Der ordentliche Revisionsrekurs sei zulässig, weil die Entscheidungen 1 Ob 114/03a und 2 Ob 97/95 nicht die Frage der Anrechnung eines Mitverschuldens betroffen hätten. Für diesen Fall habe nur auf ältere Rechtsprechung des Rekursgerichtes zurückgegriffen werden können. Wegen der doch immer wiederkehrenden Bedeutung der hier maßgeblichen Rechtsfrage liege eine erhebliche Rechtsfrage iSd § 528 Abs 1 ZPO vor.

Rechtliche Beurteilung

Der dagegen von der Klägerin erhobene Revisionsrekurs ist berechtigt.

Nach § 55 Abs 3 JN ist der Gesamtbetrag der noch unberichtigten Kapitalsforderung maßgebend, wenn nur ein Teil der Kapitalsforderung eingeklagt wird.
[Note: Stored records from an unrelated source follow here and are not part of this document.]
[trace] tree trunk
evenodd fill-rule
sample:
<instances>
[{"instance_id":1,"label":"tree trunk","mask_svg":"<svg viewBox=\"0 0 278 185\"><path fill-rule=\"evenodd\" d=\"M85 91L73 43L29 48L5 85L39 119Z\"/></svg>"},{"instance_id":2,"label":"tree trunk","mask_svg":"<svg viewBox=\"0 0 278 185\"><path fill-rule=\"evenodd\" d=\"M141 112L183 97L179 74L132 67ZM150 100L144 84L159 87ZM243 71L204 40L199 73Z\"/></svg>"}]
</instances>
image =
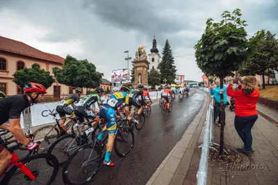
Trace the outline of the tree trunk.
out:
<instances>
[{"instance_id":1,"label":"tree trunk","mask_svg":"<svg viewBox=\"0 0 278 185\"><path fill-rule=\"evenodd\" d=\"M265 74L264 72L262 73L263 77L263 89L265 88Z\"/></svg>"},{"instance_id":2,"label":"tree trunk","mask_svg":"<svg viewBox=\"0 0 278 185\"><path fill-rule=\"evenodd\" d=\"M223 77L220 77L220 90L223 89ZM224 92L224 91L223 91ZM220 149L219 155L222 155L224 151L224 127L225 126L225 105L224 104L224 94L220 94Z\"/></svg>"}]
</instances>

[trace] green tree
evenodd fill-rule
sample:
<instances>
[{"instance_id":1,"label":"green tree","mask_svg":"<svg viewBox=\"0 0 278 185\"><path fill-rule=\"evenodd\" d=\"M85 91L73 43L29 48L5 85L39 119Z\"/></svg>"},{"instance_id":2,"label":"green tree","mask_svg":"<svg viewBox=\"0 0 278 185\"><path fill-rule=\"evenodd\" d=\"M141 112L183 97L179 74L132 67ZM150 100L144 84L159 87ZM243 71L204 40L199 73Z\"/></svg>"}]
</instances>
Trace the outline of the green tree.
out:
<instances>
[{"instance_id":1,"label":"green tree","mask_svg":"<svg viewBox=\"0 0 278 185\"><path fill-rule=\"evenodd\" d=\"M15 77L13 81L21 88L24 88L24 85L29 82L35 82L40 83L46 88L48 88L55 81L53 77L50 75L50 72L45 71L44 69L40 70L37 63L33 64L31 68L25 67L17 71L13 76Z\"/></svg>"},{"instance_id":2,"label":"green tree","mask_svg":"<svg viewBox=\"0 0 278 185\"><path fill-rule=\"evenodd\" d=\"M103 76L87 59L77 60L70 55L67 56L62 69L54 67L53 73L60 83L79 88L95 88L99 86Z\"/></svg>"},{"instance_id":3,"label":"green tree","mask_svg":"<svg viewBox=\"0 0 278 185\"><path fill-rule=\"evenodd\" d=\"M167 84L174 83L176 79L177 70L174 65L173 51L172 51L168 40L166 40L162 54L163 56L159 65L161 83Z\"/></svg>"},{"instance_id":4,"label":"green tree","mask_svg":"<svg viewBox=\"0 0 278 185\"><path fill-rule=\"evenodd\" d=\"M207 75L215 75L220 79L220 88L223 89L223 79L234 77L234 71L247 58L247 40L245 26L241 20L240 10L236 9L232 14L224 11L220 22L213 22L209 18L201 39L195 46L195 57L198 67ZM220 95L220 149L224 150L224 126L225 112L223 95Z\"/></svg>"},{"instance_id":5,"label":"green tree","mask_svg":"<svg viewBox=\"0 0 278 185\"><path fill-rule=\"evenodd\" d=\"M109 87L106 87L106 94L109 94L111 92Z\"/></svg>"},{"instance_id":6,"label":"green tree","mask_svg":"<svg viewBox=\"0 0 278 185\"><path fill-rule=\"evenodd\" d=\"M265 88L265 75L269 76L272 70L278 68L278 41L275 34L261 30L250 39L250 51L247 60L240 66L240 73L243 75L261 75L263 88Z\"/></svg>"},{"instance_id":7,"label":"green tree","mask_svg":"<svg viewBox=\"0 0 278 185\"><path fill-rule=\"evenodd\" d=\"M156 86L159 86L161 84L161 74L159 72L156 70L152 69L149 72L148 77L148 83L152 86L152 89L156 88Z\"/></svg>"},{"instance_id":8,"label":"green tree","mask_svg":"<svg viewBox=\"0 0 278 185\"><path fill-rule=\"evenodd\" d=\"M134 79L135 79L134 65L132 65L132 69L131 69L131 83L134 83Z\"/></svg>"}]
</instances>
Voraussetzung ist, dass ein schon ziffernmäßig bestimmter Rest offen bleibt (Gitschthaler in Fasching2 I § 55 JN Rz 27; Mayr in Rechberger, ZPO2 § 55 JN Rz 3; 1 Ob 114/03a; ZVR 1996/14). Nach Lehre und Rechtsprechung soll durch diese Regelung die Möglichkeit ausgeschaltet werden, durch willkürliche Teileinklagung die Zuständigkeit des Gerichtshofes zu umgehen (Gitschthaler aaO mwN). Diese Regelung sichert die Verwirklichung des Grundsatzes, dass für die Zuständigkeit die Höhe des Streitwertes im Zeitpunkt der Klageeinbringung maßgebend ist. Damit sollen Klageerweiterungen, die an sich nach § 235 ZPO schon wegen der dadurch nicht zu erwartenden Erschwernis zuzulassen wären, jedoch die sachliche Unzuständigkeit nach Erweiterung bewirken würden, überflüssig gemacht werden, weil sich die der Rechtsstreit schon beim „richtigen Gericht" befindet (Gitschthaler aaO mwN). Nur dann, wenn Gesamtansprüche in unbestimmter Höhe behauptet werden oder die Möglichkeit allfälliger weiterer Ansprüche besteht, dann richtet sich der Streitwert nach dem tatsächlich eingeklagten Betrag (Gitschthaler in Fasching2 § 55 Abs 3 JN Rz 31 mwN). Dies gilt insbesondere auch bei Schadenersatzansprüchen, falls sich der Kläger weitere Ansprüche ausdrücklich vorbehält. Handelt es sich aber um Schadenersatzansprüche, die ziffernmäßig ganz klar umgrenzt sind, dann ist der Streitwert des Gesamtschadens auch dann maßgebend, wenn nur ein ziffernmäßig genannter - in der Klage ausdrücklich als Teilbetrag der bezifferten Gesamtforderung bezeichneter - Teil dieser Schadenersatzforderung eingeklagt wurde (1 Ob 11403a; 4 Ob 179/97w; 3 Ob 2303/96i; ZVR 1996/14; Gitschthaler aaO).

Die Klägerin hat in der Klage vorgebracht, die erlittenen Verletzungen würden ein Schmerzengeld von EUR 10.000 rechtfertigen und es sei ein Sachschaden von EUR 3.342,79 eingetreten. Damit wurde das Erfordernis einer ziffernmäßig bestimmten Gesamtforderung zweifellos erfüllt. Ob die Möglichkeit weitergehender (Schmerzengeld-)Ansprüche besteht, ist nicht von Bedeutung, weil mit dem genannten Betrag die Wertgrenze des § 49 JN überschritten wird.

Offenkundig ist, dass die Klägerin unter der unpräjudiziellen Einräumung eines Mitverschuldens von 50 % nur einen Teil der ihr zustehenden Kapitalsforderung geltend machen wollte.

Soweit sich aus ZVR 1996/14 etwas anderes ergeben sollte, kann das aus den vorstehenden Gründen nicht mehr aufrecht erhalten werden.

Die Klage wurde daher zu Recht beim Landesgericht Linz eingebracht.

Der Kostenvorbehalt gründet sich auf § 52 ZPO.